## DATASET CLASS
_Represent a dataset of samples_

In [3]:
import os
import numpy as np

In [50]:
class Dataset(object):
    ''''''
    # Attributes
    __awda_output = None
    
    # Initializer
    def __init__(self,dataset_location,  site):
        self.__dataset_location = dataset_location
        self.__site = site
    
    # Getters
    def get_site(self):
        return self.__site
    
    def get_dataset_location(self):
        return self.__dataset_location
    
    # Access samples
    def get_samples_name(self):
        '''Get all samples datafiles
        params:
            awd_event
            site
        returns:
            datafiles
        '''
        data_location = os.path.join(self.__dataset_location, self.__site, self.__site+'_data')
        files = None
        if os.path.exists(data_location):
            files = [ file for file in os.listdir(data_location) if file.endswith('.vr2')] # only select .vr2 file
        return files

    def get_random_sample(self):
        '''Select a random datafile
        params:
            awd_event
            site
        returns:
            file name
        '''
        files = self.get_samples_name()
        return files[np.random.randint(len(files))]
    
    # Extract output based on AWDA method
    
    def _datetime_to_unit(self, datatime):
        '''Extract datetime information of the data file into 
        hours, minutes, seconds, and milliseconds
        params: 
            datetime 2013-01-27UT05:36:17.48387602
        return:
            [h,m,s,u]
        '''
        times = datatime.split('UT')
        h, m, ss = times[-1].split(':')
        s, u = ss.split('.')
        return [h,m,s,u]

    def _datetime_to_ms(self, datetime):
        '''Convert datetime to milliseconds
        params: 
            datetime 2013-01-27UT05:36:17.48387602
        return:
            datetime in ms'''
        datetime = self._datetime_to_unit(datetime)
        datetime[0] = float(datetime[0])*60*60
        datetime[1] = float(datetime[1])*60
        datetime[2] = float(datetime[2])
        datetime[3] = float(datetime[3])/10**(len(datetime[3]))
        return sum(datetime)

    def _datetime_diff(self,datetime2, datetime1):
        '''Difference between the event time and the start of the data collection'''
        return self._datetime_to_ms(datetime2)-self._datetime_to_ms(datetime1)

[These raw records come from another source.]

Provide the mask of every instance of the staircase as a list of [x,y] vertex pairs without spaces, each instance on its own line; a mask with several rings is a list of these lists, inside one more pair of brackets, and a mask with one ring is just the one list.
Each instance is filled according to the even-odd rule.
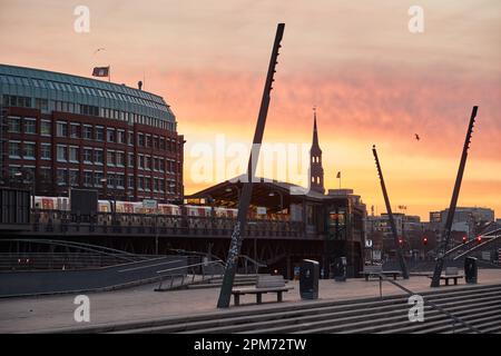
[[430,306],[433,301],[481,333],[501,333],[501,284],[422,293],[424,322],[411,323],[407,296],[316,300],[230,309],[158,320],[73,329],[77,333],[474,333]]

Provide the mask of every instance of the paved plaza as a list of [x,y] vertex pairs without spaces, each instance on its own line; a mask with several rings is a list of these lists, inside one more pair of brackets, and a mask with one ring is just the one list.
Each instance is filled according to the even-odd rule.
[[[414,293],[436,290],[430,288],[425,276],[411,276],[409,280],[397,281]],[[219,288],[181,289],[154,291],[155,285],[145,285],[129,289],[90,293],[90,323],[76,323],[73,304],[76,295],[55,295],[0,299],[0,333],[32,333],[65,327],[80,327],[98,324],[126,323],[132,320],[159,319],[166,317],[195,315],[200,313],[227,313],[228,310],[275,308],[285,304],[315,303],[301,300],[298,281],[291,281],[294,289],[284,294],[284,303],[277,304],[276,295],[263,295],[263,305],[255,304],[254,296],[243,296],[239,307],[217,309]],[[501,284],[501,269],[480,269],[479,285]],[[464,280],[458,286],[443,286],[441,290],[464,287]],[[383,283],[383,295],[401,295],[403,291],[392,284]],[[320,300],[343,300],[379,297],[380,283],[376,279],[348,279],[338,283],[331,279],[320,280]],[[232,298],[233,304],[233,298]]]

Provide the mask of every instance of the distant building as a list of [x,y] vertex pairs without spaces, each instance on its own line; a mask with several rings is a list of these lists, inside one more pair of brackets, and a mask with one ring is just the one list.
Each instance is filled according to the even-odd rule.
[[0,65],[1,180],[39,196],[96,189],[183,199],[184,138],[165,100],[125,85]]
[[[443,231],[448,219],[449,208],[441,211],[430,212],[430,224],[434,230]],[[485,224],[494,221],[494,210],[479,207],[458,207],[455,208],[452,220],[452,231],[462,233],[469,239],[475,237],[479,228]]]
[[[421,221],[419,216],[393,212],[396,235],[402,241],[407,257],[425,258],[436,244],[436,234],[430,228],[430,222]],[[390,216],[367,216],[365,219],[366,239],[371,240],[372,249],[383,259],[395,255],[395,238],[390,225]],[[424,243],[425,241],[425,243]]]
[[[283,269],[286,276],[293,275],[293,266],[299,266],[302,258],[312,247],[316,249],[308,258],[318,259],[321,268],[333,273],[335,259],[346,257],[347,275],[356,276],[364,265],[366,206],[353,189],[330,189],[325,194],[322,150],[318,145],[316,112],[313,122],[313,142],[311,149],[310,182],[307,191],[293,184],[261,178],[253,184],[253,194],[248,211],[249,218],[259,218],[258,209],[267,214],[271,220],[284,220],[291,226],[301,227],[301,245],[291,244],[284,255],[275,256],[268,266]],[[246,175],[223,181],[187,197],[209,199],[214,206],[238,207],[243,180]],[[302,188],[302,189],[298,189]],[[296,194],[291,194],[292,191]],[[303,192],[301,192],[303,191]],[[250,225],[252,226],[252,225]],[[305,241],[305,239],[307,239]],[[273,244],[273,241],[271,241]],[[225,246],[227,248],[227,246]],[[294,251],[298,248],[298,251]],[[243,255],[253,256],[256,248],[252,244],[243,245]],[[217,253],[217,251],[216,251]],[[220,251],[223,256],[226,251]],[[261,259],[257,253],[256,259]]]

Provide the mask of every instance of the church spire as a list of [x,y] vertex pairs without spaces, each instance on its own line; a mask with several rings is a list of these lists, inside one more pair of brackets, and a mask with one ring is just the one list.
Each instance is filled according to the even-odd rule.
[[324,194],[324,168],[322,167],[322,149],[318,145],[316,127],[316,108],[313,108],[313,141],[310,150],[310,186],[312,190]]
[[312,150],[315,154],[320,154],[322,156],[322,150],[318,145],[318,131],[316,128],[316,108],[313,107],[313,141],[312,141]]

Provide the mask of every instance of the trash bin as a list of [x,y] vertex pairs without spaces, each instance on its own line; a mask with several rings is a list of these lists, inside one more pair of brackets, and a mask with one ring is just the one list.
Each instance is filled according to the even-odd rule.
[[337,257],[334,259],[334,280],[346,281],[346,257]]
[[299,294],[302,299],[318,298],[318,263],[312,259],[303,259],[299,273]]
[[477,265],[477,258],[466,257],[464,259],[464,278],[469,284],[477,284],[477,277],[479,274],[479,267]]

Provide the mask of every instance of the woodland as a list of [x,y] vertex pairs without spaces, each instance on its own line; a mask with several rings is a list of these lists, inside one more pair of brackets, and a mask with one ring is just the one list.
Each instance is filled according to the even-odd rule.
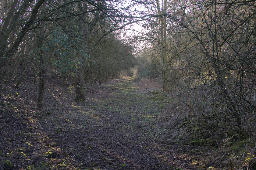
[[0,1],[0,169],[255,169],[255,88],[256,1]]

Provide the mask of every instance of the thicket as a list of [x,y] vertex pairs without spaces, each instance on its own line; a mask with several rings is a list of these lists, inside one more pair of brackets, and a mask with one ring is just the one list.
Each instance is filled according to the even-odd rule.
[[210,147],[202,167],[254,169],[256,4],[176,2],[148,7],[162,15],[141,24],[151,38],[138,75],[161,73],[169,94],[163,120],[189,144]]
[[100,83],[134,65],[132,47],[114,33],[131,22],[129,8],[134,4],[126,5],[118,1],[1,1],[0,85],[37,83],[35,101],[42,108],[45,80],[56,77],[63,87],[75,89],[76,101],[84,100],[88,83]]

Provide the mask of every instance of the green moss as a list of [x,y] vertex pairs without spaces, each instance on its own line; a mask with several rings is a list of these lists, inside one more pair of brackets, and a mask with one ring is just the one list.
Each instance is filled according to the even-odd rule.
[[151,93],[152,94],[157,94],[158,93],[159,93],[159,92],[157,91],[152,92],[152,93]]
[[189,142],[189,144],[192,145],[201,145],[202,144],[202,141],[201,140],[194,140]]
[[6,169],[11,168],[12,168],[12,162],[11,162],[11,161],[9,160],[6,160],[6,161],[4,161],[3,163],[4,166],[5,167],[5,168]]

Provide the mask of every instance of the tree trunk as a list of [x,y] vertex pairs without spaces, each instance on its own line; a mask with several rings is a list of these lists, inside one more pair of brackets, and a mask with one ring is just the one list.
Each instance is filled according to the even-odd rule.
[[84,101],[85,99],[86,87],[84,77],[84,71],[82,67],[82,66],[81,66],[81,67],[78,68],[78,72],[77,74],[77,79],[76,83],[76,97],[75,98],[75,101]]

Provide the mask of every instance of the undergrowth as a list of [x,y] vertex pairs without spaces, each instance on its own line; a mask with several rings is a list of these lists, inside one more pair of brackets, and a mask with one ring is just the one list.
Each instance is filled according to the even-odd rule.
[[[157,83],[148,78],[138,82],[145,90],[161,87]],[[208,88],[188,89],[173,91],[162,101],[166,104],[160,119],[172,130],[172,140],[201,148],[196,152],[204,156],[195,161],[202,169],[256,169],[254,112],[242,114],[239,126],[221,96]]]

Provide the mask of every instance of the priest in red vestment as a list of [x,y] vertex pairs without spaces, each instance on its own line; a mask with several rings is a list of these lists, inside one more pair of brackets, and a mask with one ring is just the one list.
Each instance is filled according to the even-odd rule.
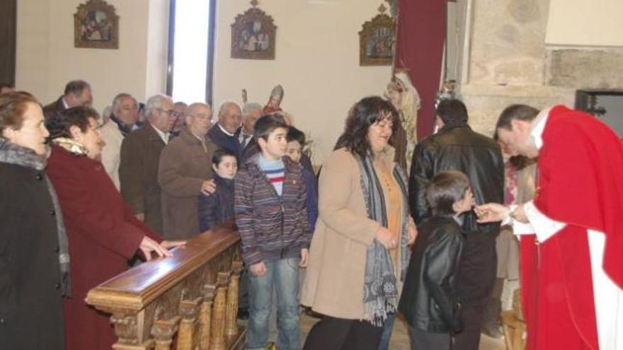
[[496,125],[513,154],[538,157],[537,194],[476,208],[522,235],[527,349],[623,349],[623,144],[592,115],[507,107]]

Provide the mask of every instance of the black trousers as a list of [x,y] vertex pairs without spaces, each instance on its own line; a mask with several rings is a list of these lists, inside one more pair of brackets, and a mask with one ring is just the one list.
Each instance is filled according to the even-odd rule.
[[411,350],[450,350],[450,333],[431,333],[409,327]]
[[461,317],[465,328],[454,336],[452,350],[478,350],[482,325],[482,305],[463,305]]
[[382,327],[324,316],[312,327],[303,350],[377,350]]

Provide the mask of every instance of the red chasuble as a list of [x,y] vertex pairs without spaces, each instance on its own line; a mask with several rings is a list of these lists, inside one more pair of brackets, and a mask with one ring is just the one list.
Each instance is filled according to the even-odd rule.
[[535,205],[566,226],[522,238],[529,349],[598,349],[587,230],[605,235],[602,266],[623,286],[623,144],[594,117],[553,108],[542,134]]

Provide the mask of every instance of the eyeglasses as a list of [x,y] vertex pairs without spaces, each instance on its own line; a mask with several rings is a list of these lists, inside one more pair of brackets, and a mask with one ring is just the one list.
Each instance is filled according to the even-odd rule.
[[203,114],[203,113],[197,113],[195,115],[188,115],[193,118],[201,119],[207,119],[210,123],[213,123],[214,121],[212,119],[212,115]]
[[166,113],[167,115],[168,115],[169,117],[178,117],[177,113],[176,113],[175,110],[163,110],[162,108],[158,108],[158,110],[162,112],[163,113]]

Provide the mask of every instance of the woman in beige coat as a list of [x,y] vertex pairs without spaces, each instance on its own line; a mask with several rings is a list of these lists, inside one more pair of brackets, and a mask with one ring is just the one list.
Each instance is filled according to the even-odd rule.
[[395,315],[416,235],[406,180],[388,146],[398,122],[389,102],[361,100],[324,163],[302,294],[302,303],[324,317],[305,349],[376,350]]

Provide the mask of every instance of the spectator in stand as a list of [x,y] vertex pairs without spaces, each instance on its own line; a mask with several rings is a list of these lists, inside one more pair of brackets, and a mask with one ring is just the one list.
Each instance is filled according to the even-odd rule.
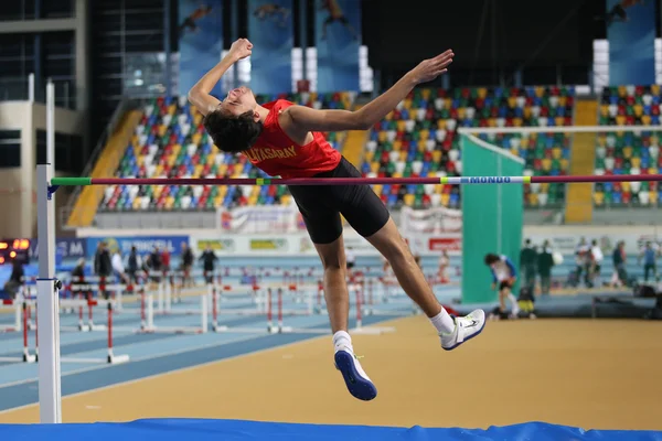
[[524,241],[524,248],[520,251],[520,270],[522,271],[522,288],[527,289],[532,294],[535,290],[535,270],[537,251],[531,245],[531,239]]
[[193,267],[193,251],[191,251],[189,244],[182,241],[182,271],[184,272],[182,286],[193,286],[193,281],[191,279],[191,267]]
[[138,283],[138,271],[142,268],[142,261],[135,246],[131,247],[127,259],[127,276],[131,283]]
[[652,272],[653,280],[658,280],[658,256],[660,255],[660,249],[655,250],[653,244],[651,241],[645,243],[645,247],[641,250],[639,255],[639,263],[641,265],[641,259],[643,258],[643,281],[648,282],[649,272]]
[[576,286],[578,287],[581,282],[581,275],[584,273],[584,283],[589,286],[589,276],[588,269],[590,266],[590,246],[587,244],[586,238],[579,239],[579,245],[575,249],[575,263],[577,265],[575,269],[576,275]]
[[207,244],[205,250],[200,256],[200,260],[202,260],[202,269],[204,271],[204,278],[207,283],[213,283],[214,281],[214,267],[218,257],[212,249],[212,245]]
[[170,251],[168,248],[163,248],[163,251],[161,251],[161,270],[163,272],[170,271]]
[[594,239],[590,243],[590,284],[591,287],[599,287],[601,284],[600,280],[600,269],[602,268],[602,260],[605,259],[605,255],[602,255],[602,249],[598,245],[598,241]]
[[628,271],[626,271],[626,243],[619,241],[611,255],[613,262],[613,276],[611,277],[611,286],[622,287],[628,283]]
[[151,278],[154,283],[159,283],[159,281],[161,280],[161,252],[159,251],[159,247],[157,246],[154,246],[154,249],[149,255],[149,267],[151,269],[151,272],[159,273],[153,275]]
[[439,258],[439,283],[448,283],[450,278],[448,277],[448,268],[450,267],[450,257],[448,257],[448,251],[441,251],[441,257]]
[[543,295],[549,294],[553,267],[554,256],[552,255],[552,247],[549,246],[549,240],[545,240],[542,251],[537,255],[537,272],[541,277],[541,293]]

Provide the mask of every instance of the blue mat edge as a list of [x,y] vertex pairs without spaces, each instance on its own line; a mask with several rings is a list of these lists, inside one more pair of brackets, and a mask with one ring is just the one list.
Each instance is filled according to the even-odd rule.
[[[442,417],[440,417],[442,418]],[[71,440],[85,434],[95,440],[139,440],[146,435],[170,439],[223,440],[662,440],[662,431],[653,430],[596,430],[546,422],[525,422],[513,426],[492,426],[488,429],[424,428],[420,426],[343,426],[253,420],[216,420],[193,418],[154,418],[128,422],[94,422],[62,424],[0,424],[2,439]],[[11,438],[9,438],[11,437]],[[42,437],[42,438],[36,438]],[[223,437],[223,438],[218,438]]]

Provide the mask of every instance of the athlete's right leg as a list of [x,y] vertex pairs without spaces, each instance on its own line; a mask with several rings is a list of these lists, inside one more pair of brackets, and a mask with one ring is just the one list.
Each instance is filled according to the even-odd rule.
[[348,333],[350,295],[346,286],[346,260],[340,214],[324,202],[325,187],[290,186],[290,192],[303,216],[324,271],[323,289],[329,322],[333,332],[334,364],[342,374],[348,390],[355,398],[371,400],[377,389],[354,355]]

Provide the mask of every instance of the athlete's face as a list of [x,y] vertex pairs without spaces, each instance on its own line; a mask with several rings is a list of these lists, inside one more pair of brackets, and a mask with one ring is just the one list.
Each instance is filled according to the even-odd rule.
[[221,101],[221,108],[235,116],[239,116],[249,110],[255,111],[256,107],[257,101],[255,100],[253,90],[245,86],[229,90],[225,99]]

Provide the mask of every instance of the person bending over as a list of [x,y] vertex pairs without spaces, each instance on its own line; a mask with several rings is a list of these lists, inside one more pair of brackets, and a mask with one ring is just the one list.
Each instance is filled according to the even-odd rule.
[[[449,50],[423,61],[386,93],[355,111],[317,110],[284,99],[258,104],[247,87],[229,90],[222,100],[210,95],[223,74],[249,56],[252,50],[246,39],[234,42],[228,54],[191,88],[189,99],[204,115],[204,127],[218,149],[244,154],[267,174],[282,179],[362,178],[322,133],[370,129],[415,86],[444,74],[453,57]],[[341,214],[388,260],[404,291],[435,326],[444,349],[450,351],[482,331],[482,310],[455,318],[437,301],[388,211],[369,185],[289,185],[289,191],[323,266],[335,367],[355,398],[371,400],[377,389],[354,356],[348,333],[350,299]]]
[[498,256],[494,254],[485,255],[485,265],[492,271],[492,289],[499,286],[499,316],[508,318],[505,309],[505,299],[508,299],[511,303],[511,316],[516,319],[520,313],[520,306],[517,305],[517,299],[512,293],[515,280],[517,279],[515,266],[508,256]]

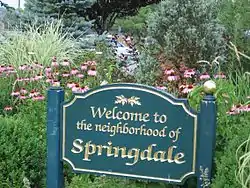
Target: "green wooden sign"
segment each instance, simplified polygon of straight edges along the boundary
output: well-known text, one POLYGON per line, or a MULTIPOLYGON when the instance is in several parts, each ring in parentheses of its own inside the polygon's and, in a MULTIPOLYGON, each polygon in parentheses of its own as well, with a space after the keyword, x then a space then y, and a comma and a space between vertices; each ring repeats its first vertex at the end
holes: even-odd
MULTIPOLYGON (((209 97, 206 109, 214 104, 209 97)), ((190 109, 186 99, 148 86, 113 84, 75 94, 60 114, 60 158, 76 173, 180 185, 198 176, 198 187, 210 184, 214 143, 206 144, 211 145, 208 151, 204 144, 214 139, 214 129, 206 130, 202 114, 190 109)), ((204 120, 215 124, 214 118, 204 120)))

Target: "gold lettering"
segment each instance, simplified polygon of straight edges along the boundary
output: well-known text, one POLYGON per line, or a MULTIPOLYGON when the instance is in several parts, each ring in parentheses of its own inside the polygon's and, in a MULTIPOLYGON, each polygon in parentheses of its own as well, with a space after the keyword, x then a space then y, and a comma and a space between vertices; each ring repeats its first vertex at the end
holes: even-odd
POLYGON ((182 164, 182 163, 185 163, 185 162, 186 162, 185 160, 180 161, 180 159, 183 159, 183 158, 184 158, 184 156, 185 156, 185 154, 184 154, 184 153, 177 153, 177 154, 175 155, 175 157, 174 157, 174 161, 175 161, 175 163, 176 163, 176 164, 182 164))
POLYGON ((97 145, 96 148, 97 148, 97 155, 102 155, 102 148, 104 146, 103 145, 97 145))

    def awda_output(self, verbose=False):
        """Extract the output information for each file
        inputs
        
        outputs
            dataset     dictionary mapping each file with the whistler location
        """
        output_path = os.path.join(self.__dataset_location, self.__site)
        output_file = None
        for file in os.listdir(output_path):
            if file.endswith('.out'):
                output_file = file
                break
        try:
            os.path.exists(output_file)
            with open(os.path.join(output_path, output_file), 'r') as f:
                dataset = {}
                num_line = 0
                lines = f.readlines()
                file_list = []
                last_percent = None
                if verbose:
                    print('\nGenerating outputs for %s' % self.__site)
                for line in lines:
                    event = {}
                    line = line.split('\n') # Remove the '\n' character from each line
                    line = line[0].split(' ') 
                    line = list(filter(None, line)) # discard empty element in array
                    for index in range(2,len(line),2): # store event and probabilities in a dictionary
                        event[line[index]]=line[index+1]
                    # save the dictionary
                    if line[1] not in file_list: # if file name not in the list
                        dataset[line[1]]=event
                        file_list.append(line[1])
                    else:
                        data = dataset[line[1]]
                        event.update(data)
                        dataset[line[1]]=event
                    # print progression
                    percent = int(num_line*100/len(lines))
                    if last_percent != percent:
                        if percent%5==0 and verbose==True:
                            sys.stdout.write("%s%%" % percent)
                            sys.stdout.flush()
                        elif verbose==True:
                            sys.stdout.write(".")
                            sys.stdout.flush()
                        last_percent = percent
                    num_line+=1
        except Exception as e:
            print('Error:', e)
        self.__awda_output = dataset
        return dataset
    
    def get_awda_output(self):
        return self.__awda_output